Objective To assess for a correlation between bacterial enteric pathogens and serum IL-6 levels in children with acute diarrhea.
Methods We conducted a cross-sectional study from November 2013 to March 2014 in two hospitals in Manado. Subjects were children aged 1-5 years with acute diarrhea and good nutritional status. Subjects’ provided stool samples for bacterial culture and microscopic examination, as well as blood specimens for serum IL-6 measurements. Data was analyzed by linear regression and Pearson’s correlation tests for a correlation between bacterial enteric pathogens and serum IL-6 levels.

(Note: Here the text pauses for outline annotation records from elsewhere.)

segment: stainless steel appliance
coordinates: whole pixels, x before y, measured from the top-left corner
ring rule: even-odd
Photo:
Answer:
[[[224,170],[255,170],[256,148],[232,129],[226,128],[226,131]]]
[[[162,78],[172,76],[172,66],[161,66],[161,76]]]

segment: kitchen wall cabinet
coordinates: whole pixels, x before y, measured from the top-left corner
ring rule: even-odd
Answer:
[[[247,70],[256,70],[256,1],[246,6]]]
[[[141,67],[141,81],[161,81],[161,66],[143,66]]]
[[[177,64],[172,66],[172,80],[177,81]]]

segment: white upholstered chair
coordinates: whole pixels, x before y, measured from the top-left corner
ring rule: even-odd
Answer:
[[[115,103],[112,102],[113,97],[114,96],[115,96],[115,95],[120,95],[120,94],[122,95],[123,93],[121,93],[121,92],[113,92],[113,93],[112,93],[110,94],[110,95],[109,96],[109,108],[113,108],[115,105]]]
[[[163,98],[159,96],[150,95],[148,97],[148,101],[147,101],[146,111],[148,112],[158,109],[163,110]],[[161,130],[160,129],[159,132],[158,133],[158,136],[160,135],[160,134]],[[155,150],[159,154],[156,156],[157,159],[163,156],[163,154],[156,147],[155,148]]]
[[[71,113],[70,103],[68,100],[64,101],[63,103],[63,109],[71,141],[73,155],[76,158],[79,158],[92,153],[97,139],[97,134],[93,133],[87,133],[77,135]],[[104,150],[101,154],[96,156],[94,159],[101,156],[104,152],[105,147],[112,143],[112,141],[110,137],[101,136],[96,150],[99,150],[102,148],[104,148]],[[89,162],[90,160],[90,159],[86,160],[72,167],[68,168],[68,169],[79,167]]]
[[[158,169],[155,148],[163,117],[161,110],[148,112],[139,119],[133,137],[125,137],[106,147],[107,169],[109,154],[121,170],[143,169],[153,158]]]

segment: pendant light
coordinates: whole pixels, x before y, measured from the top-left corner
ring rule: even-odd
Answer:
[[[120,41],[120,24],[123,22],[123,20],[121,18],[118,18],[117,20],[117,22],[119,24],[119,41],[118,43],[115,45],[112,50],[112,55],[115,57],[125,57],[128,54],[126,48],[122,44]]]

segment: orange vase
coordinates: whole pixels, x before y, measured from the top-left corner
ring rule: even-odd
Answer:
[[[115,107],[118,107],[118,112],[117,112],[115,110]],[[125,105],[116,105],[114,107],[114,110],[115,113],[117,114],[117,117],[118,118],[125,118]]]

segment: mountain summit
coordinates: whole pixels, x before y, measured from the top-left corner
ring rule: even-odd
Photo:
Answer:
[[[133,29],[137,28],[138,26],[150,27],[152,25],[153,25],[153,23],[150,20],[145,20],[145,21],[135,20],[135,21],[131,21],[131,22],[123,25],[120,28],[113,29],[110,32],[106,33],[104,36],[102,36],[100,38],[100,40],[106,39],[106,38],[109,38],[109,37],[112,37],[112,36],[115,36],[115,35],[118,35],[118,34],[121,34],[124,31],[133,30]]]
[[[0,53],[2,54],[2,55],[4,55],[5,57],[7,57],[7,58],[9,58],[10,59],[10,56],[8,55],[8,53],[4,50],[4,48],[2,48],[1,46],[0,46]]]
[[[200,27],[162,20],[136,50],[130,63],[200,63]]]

Results In children with acute diarrhea, those with bacterial enteric pathogens had significantly higher mean serum IL-6 than those with non-bacterial enteric pathogens (r = 0.938; P < 0.001).
Conclusion Serum IL-6 levels are significantly more elevated in children with acute diarrhea and bacterial enteric pathogens. Therefore, serum IL-6 may be a useful marker for early identification of bacterial gastroenteritis in children aged 1-5 years.